I’m not sure how I missed Neil Simon’s hit comedy, the semi-autobiographical coming of age movie Brighton Beach Memoirs when it came out in the late eighties, but I watched it the other night. Although it was set in a very different time and place, it brought me back to my childhood home with rooms so small there was no privacy. I remembered my neighborhood, where the houses were so close you could practically hear what people were discussing at the dinner table.
The streets were our playground, unpopulated with cars and overpopulated with kids. We could play kickball and hopscotch there during the day and play cards at night under the streetlight. We had the freedom to think up all kinds of things to do, sometimes productive, but mostly not so much.
When I think back on it, especially with a comedic eye like Neil Simon’s, I remember how yes, it was a little bit crowded and sometimes just a tad crazy.
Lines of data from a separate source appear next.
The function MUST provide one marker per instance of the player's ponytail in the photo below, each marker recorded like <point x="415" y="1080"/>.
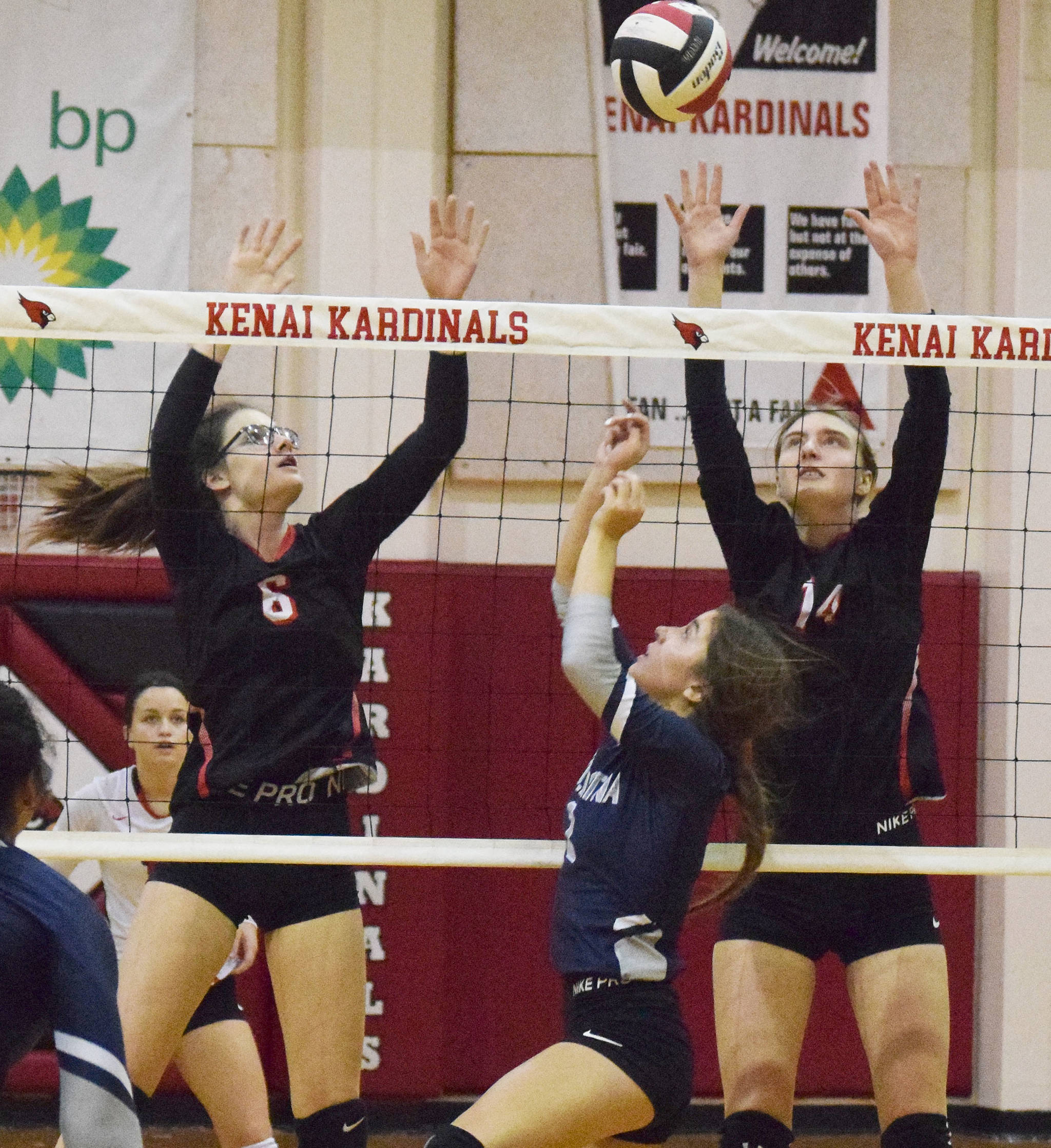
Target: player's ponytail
<point x="110" y="508"/>
<point x="21" y="755"/>
<point x="750" y="674"/>
<point x="865" y="457"/>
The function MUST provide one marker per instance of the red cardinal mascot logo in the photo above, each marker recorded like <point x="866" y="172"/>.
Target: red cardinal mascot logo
<point x="38" y="312"/>
<point x="835" y="387"/>
<point x="692" y="334"/>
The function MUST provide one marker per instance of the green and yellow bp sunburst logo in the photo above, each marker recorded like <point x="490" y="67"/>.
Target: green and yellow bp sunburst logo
<point x="44" y="240"/>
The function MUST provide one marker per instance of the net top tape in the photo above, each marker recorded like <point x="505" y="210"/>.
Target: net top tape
<point x="367" y="852"/>
<point x="530" y="329"/>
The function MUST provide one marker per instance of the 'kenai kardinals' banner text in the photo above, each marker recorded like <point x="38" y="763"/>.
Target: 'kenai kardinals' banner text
<point x="803" y="112"/>
<point x="95" y="154"/>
Still, there was always so much personal drama going on. It taught me a lot about people, and it was highly entertaining.
I am convinced that no matter what our circumstance, it is to our great advantage to keep that sense of fun in our lives. If we cannot laugh at ourselves we become, well, a little less healthy. As Norman Cousins documented in his bestseller Laughter is the Best Medicine, humor is a very good thing for our general sense of well-being.
Of course, a full range of emotion gives our lives color and informs us of the world around us. Try to infuse that flow of feeling with humor whenever possible. During hard times, the ‘comedy’ around us might be just a little touch black, but that is infinitely better than being miserable. Attitude, most of the time, really is a choice. So, if you can, switch it up a bit and try to see things with a not-so serious eye.